Systemic comorbidities are possible underlying causes of systemic itch (class III according to IFSI) (12), although the exact mechanisms warranting their association with CI in our psoriatic cohort are not known. Interestingly, studies have revealed that itching may occur as a prodromal symptom of asthmatic attack (34, 35). Anaemia is mentioned as another possible cause of CI (19), while our study demonstrated that lower haemoglobin concentration is associated with higher itch intensity (NRS during the last 3 days and maximal NRS during the course of the disease). We speculate that the coexistence of anaemia with psoriasis might exacerbate itch.

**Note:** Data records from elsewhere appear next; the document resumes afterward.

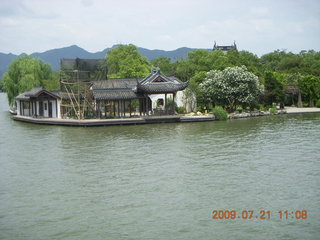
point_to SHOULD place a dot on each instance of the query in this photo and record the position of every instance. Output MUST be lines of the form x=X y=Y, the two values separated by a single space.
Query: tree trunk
x=299 y=99
x=311 y=103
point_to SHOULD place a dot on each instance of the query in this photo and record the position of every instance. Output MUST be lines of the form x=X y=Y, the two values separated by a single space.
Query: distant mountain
x=53 y=56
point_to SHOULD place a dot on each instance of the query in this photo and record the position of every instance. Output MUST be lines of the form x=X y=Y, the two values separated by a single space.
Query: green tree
x=25 y=73
x=310 y=87
x=273 y=89
x=126 y=62
x=232 y=86
x=164 y=64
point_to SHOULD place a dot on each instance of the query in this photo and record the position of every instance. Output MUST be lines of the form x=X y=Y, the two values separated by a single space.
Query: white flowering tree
x=232 y=86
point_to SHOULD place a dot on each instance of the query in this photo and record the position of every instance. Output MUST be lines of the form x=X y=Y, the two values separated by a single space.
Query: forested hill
x=53 y=56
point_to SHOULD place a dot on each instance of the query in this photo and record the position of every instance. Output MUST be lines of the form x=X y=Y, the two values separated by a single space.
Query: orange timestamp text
x=259 y=214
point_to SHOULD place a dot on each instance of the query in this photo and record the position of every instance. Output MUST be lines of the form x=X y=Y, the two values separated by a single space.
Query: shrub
x=181 y=110
x=220 y=113
x=273 y=110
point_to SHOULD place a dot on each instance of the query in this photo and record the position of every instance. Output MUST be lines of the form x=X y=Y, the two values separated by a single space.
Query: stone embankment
x=246 y=114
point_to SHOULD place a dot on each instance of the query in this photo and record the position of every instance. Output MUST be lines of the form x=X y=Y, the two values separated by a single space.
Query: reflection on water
x=159 y=181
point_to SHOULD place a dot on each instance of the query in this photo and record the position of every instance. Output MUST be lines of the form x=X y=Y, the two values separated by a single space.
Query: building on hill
x=225 y=49
x=83 y=96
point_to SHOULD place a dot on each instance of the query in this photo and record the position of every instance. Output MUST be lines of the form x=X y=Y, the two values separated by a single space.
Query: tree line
x=232 y=79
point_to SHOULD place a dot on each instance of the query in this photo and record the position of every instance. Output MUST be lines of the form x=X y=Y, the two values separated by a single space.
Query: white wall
x=18 y=108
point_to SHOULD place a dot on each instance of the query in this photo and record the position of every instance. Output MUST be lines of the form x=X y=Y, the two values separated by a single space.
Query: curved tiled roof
x=115 y=94
x=162 y=87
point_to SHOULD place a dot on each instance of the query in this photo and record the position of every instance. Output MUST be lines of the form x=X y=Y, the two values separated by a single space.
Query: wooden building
x=39 y=102
x=107 y=98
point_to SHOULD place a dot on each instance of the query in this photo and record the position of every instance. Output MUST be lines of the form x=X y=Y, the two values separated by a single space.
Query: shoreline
x=155 y=119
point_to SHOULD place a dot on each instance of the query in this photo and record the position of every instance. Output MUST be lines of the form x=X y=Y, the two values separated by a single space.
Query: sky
x=258 y=26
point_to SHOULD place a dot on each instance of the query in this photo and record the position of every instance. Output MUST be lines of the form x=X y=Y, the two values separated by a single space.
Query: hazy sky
x=259 y=26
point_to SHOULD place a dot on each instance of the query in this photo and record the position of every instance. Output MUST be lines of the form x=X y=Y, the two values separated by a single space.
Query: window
x=160 y=102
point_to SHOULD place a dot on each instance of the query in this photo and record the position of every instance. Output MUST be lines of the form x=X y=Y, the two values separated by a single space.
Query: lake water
x=160 y=181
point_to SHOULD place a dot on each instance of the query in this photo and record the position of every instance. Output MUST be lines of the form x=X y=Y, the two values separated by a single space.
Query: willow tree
x=25 y=73
x=232 y=86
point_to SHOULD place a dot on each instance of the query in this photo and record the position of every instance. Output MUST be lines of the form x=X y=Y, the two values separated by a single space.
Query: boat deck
x=115 y=121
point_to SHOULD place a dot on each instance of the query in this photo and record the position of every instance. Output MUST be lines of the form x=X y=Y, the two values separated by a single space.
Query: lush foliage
x=126 y=62
x=25 y=73
x=220 y=113
x=164 y=64
x=232 y=86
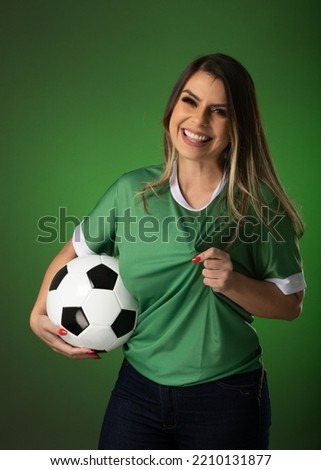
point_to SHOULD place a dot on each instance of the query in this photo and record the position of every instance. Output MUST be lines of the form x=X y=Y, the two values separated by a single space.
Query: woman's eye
x=189 y=100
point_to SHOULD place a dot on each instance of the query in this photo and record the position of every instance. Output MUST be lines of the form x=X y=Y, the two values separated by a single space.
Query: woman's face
x=199 y=126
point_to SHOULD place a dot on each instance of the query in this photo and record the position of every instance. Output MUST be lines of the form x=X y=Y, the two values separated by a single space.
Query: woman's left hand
x=218 y=269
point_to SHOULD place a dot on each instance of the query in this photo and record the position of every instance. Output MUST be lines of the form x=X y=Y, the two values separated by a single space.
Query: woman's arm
x=260 y=298
x=39 y=321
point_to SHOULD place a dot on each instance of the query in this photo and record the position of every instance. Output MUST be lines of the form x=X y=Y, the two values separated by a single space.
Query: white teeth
x=191 y=135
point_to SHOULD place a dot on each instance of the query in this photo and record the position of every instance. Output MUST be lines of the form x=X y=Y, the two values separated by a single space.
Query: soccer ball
x=88 y=299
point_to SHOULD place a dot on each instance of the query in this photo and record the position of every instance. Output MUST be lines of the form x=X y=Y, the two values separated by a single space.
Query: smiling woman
x=193 y=375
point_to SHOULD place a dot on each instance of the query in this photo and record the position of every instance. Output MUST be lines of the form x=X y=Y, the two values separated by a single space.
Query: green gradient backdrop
x=83 y=88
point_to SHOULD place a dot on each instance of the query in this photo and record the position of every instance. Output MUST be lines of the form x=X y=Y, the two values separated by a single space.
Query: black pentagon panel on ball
x=102 y=277
x=124 y=323
x=74 y=320
x=58 y=278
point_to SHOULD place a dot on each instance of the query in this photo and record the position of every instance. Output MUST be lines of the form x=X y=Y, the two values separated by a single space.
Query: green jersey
x=186 y=333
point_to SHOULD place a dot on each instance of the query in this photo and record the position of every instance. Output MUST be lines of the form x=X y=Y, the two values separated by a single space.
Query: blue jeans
x=232 y=413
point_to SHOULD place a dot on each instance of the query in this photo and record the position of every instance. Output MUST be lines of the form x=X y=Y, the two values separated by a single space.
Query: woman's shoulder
x=268 y=195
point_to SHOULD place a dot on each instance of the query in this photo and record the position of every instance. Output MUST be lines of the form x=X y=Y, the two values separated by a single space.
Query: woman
x=205 y=242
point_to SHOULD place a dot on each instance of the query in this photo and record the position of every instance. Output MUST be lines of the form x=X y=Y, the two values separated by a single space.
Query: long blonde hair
x=248 y=159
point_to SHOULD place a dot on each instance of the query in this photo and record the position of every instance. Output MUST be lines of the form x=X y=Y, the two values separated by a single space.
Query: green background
x=83 y=89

In addition, aspirin intake was more common in the CI group (than within non-itch psoriatic patients), although a causal relationship is difficult to establish. Subsequently, the presence of peptic ulcer disease displayed an association with 4IIQ scores. Indeed, a report has associated Helicobacter pylori infection with CI (36); therefore we speculate that a subset of patients might have had coexistent H. pylori infection, subsequent ulcer disease, and exacerbation of psoriatic itch. Moreover, patients with higher 4IIQ scores clearly used insulin more often. Insulin intake was also strongly associated with itch episodes occurring at night and strongly correlated with higher itch severity in the last 3 days (assessed by VRS), difficulty in falling asleep, and awakenings. The role of diabetes in eliciting itch is unclear; a possible role of diabetic polyneuropathy was suggested (37). In the current study, insulin was used in patients with advanced diabetes, which might partly account for the aforementioned findings.

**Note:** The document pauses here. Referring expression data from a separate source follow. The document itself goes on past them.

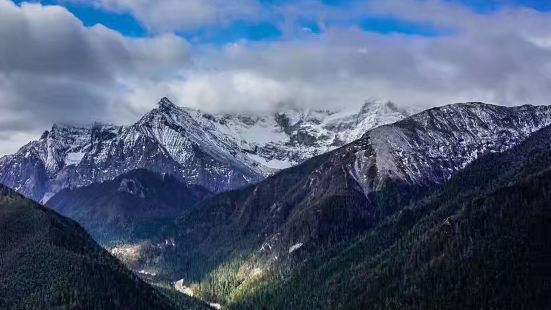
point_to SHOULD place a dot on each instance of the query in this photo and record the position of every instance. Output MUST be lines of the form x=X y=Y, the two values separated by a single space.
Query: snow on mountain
x=217 y=151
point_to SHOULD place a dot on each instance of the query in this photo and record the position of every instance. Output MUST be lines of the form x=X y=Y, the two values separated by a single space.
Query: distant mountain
x=218 y=152
x=49 y=262
x=480 y=241
x=338 y=195
x=130 y=208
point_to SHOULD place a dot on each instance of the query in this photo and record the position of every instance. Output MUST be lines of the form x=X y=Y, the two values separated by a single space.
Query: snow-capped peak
x=217 y=151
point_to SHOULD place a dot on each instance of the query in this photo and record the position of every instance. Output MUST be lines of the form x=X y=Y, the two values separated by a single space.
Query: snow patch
x=74 y=158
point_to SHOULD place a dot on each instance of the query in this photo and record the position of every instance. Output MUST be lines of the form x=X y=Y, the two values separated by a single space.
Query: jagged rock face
x=335 y=196
x=218 y=152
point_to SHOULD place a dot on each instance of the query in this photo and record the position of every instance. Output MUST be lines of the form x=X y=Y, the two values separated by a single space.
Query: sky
x=81 y=61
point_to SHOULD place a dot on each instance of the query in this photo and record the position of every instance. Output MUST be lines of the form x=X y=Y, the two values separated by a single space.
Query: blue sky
x=243 y=55
x=270 y=29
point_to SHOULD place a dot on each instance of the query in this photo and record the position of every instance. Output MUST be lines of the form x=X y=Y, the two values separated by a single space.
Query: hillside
x=130 y=208
x=48 y=261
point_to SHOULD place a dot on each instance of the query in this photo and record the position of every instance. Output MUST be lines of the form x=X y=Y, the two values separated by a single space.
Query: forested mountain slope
x=48 y=261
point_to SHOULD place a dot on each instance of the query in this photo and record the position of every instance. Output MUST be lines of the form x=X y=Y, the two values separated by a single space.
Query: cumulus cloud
x=502 y=57
x=55 y=69
x=177 y=15
x=52 y=68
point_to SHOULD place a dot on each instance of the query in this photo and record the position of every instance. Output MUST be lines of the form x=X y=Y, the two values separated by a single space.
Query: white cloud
x=52 y=68
x=176 y=15
x=55 y=69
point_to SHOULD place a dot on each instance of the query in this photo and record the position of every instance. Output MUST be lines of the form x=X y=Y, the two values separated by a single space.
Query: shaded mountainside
x=336 y=196
x=48 y=261
x=132 y=207
x=219 y=152
x=480 y=241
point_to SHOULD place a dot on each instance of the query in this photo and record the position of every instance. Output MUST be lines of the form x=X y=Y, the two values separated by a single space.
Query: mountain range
x=216 y=151
x=445 y=208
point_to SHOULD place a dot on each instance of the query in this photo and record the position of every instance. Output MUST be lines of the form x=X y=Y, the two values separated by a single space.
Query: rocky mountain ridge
x=218 y=152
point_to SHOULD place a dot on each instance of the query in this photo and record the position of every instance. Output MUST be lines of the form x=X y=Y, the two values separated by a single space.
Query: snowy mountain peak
x=166 y=103
x=216 y=151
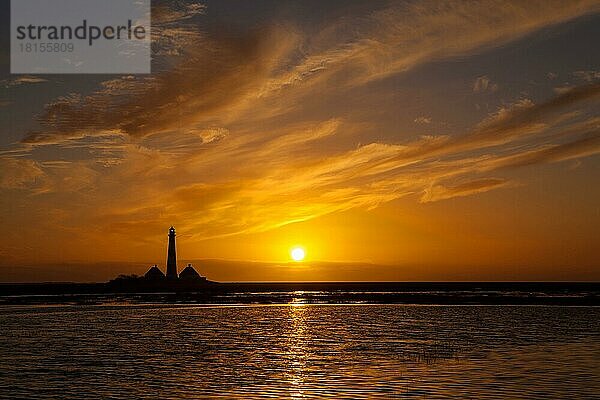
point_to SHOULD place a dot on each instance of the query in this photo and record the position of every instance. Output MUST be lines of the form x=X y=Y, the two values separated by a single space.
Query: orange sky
x=421 y=141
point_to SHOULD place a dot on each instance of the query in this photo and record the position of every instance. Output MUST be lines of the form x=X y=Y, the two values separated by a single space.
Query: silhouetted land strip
x=485 y=293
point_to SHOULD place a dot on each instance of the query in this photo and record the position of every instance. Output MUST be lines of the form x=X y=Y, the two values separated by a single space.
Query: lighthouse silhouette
x=171 y=256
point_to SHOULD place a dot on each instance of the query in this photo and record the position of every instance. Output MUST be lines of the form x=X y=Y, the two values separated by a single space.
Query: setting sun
x=297 y=254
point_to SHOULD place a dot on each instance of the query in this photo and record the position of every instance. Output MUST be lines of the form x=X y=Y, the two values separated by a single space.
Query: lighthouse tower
x=171 y=256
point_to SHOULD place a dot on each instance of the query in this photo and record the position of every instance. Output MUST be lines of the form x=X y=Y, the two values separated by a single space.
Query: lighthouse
x=171 y=256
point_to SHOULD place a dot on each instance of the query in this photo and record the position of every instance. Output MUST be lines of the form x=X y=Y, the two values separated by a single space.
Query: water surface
x=296 y=351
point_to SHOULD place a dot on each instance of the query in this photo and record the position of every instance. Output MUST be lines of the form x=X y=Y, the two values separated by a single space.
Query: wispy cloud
x=224 y=141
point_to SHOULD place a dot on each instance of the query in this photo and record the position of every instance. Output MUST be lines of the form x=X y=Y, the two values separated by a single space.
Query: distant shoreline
x=443 y=293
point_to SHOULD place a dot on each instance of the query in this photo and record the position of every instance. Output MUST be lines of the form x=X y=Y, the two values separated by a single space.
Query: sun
x=297 y=254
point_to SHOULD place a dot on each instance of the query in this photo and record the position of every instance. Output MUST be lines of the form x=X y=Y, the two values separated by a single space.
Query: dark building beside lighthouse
x=188 y=274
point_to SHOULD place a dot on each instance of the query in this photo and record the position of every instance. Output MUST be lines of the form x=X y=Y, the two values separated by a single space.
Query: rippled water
x=295 y=351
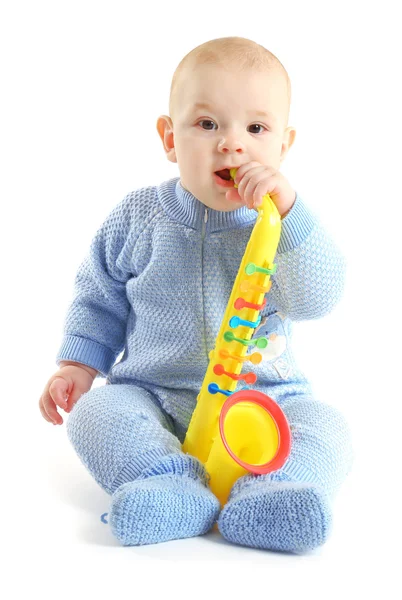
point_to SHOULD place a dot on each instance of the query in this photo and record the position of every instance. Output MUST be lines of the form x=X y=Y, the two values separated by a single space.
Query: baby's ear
x=164 y=126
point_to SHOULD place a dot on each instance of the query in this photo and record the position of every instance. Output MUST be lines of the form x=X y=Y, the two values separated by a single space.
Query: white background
x=82 y=86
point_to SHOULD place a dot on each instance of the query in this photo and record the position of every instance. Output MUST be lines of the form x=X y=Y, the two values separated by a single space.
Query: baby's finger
x=50 y=409
x=44 y=413
x=58 y=391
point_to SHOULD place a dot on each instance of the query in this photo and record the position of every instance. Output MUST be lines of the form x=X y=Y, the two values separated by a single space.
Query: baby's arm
x=95 y=326
x=311 y=270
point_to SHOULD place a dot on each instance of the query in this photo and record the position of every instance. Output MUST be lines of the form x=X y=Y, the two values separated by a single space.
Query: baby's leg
x=289 y=509
x=127 y=443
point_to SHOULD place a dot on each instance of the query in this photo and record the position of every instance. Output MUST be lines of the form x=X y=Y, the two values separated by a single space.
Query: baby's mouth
x=224 y=174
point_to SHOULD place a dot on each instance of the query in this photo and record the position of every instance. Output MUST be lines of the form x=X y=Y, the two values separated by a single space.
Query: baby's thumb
x=59 y=390
x=75 y=395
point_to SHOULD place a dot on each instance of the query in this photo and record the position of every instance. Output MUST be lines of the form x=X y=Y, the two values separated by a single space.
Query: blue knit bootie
x=168 y=501
x=276 y=515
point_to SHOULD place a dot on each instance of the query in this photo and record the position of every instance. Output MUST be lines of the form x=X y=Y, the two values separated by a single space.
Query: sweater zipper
x=204 y=224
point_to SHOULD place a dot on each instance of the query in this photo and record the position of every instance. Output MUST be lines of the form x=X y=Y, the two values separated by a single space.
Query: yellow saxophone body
x=234 y=433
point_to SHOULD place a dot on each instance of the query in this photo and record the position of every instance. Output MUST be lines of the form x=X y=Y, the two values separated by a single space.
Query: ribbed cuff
x=296 y=226
x=87 y=352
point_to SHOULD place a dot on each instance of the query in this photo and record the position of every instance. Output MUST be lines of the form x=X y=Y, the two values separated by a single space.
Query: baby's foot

The interpretation of logistic regression model for CI (as a dependent variable) stimulates discussion. It implied a “protective” role of emollients, presence of hypertension, intake of allopurinol and psychiatric drugs other than SSRIs; while, on the other hand, antacids, ARB, ACEI and beta-blockers strongly favoured the occurrence of CI in psoriatic patients. Such a powerful impact of antacids and ARB intake (both strong positive), as well as of psychiatric drugs other than SSRIs and allopurinol intake (both strong negative) on CI occurrence within psoriatic patients needs further and more detailed research, focusing not only on measuring the power of association between CI and its influencing factors, but also, and especially, on their causality. Numerous drugs may account for drug-induced pruritus (38); analysis of their role in eliciting or promoting CI in a “classic” itchy dermatosis, such as psoriasis, is awkward. In addition, none of these drugs reached statistical significance when tested individually in the context of CI. Nonetheless, these findings support widely acknowledged multifactorial pathogenesis of CI and raise the question as to whether concomitant pharmacotherapy and polypharmacy might play a role in psoriatic itch, possibly due to drug interactions. It must be emphasized that psoriasis is currently regarded as a systemic disease with various cardiometabolic comorbidities and widespread inflammatory state (39). Acknowledging the present findings, which demonstrate a high influence of comorbidities and pharmacotherapy on pruritus, we hypothesize that they are relevant factors, in addition to cutaneous inflammation, influencing its development in psoriasis. Moreover, to the best of our knowledge, the current study is the first to report possible associations between psoriatic pruritus and the co-administration of drugs utilized in managing various coexisting systemic conditions.

The authors have no conflicts of interest to declare.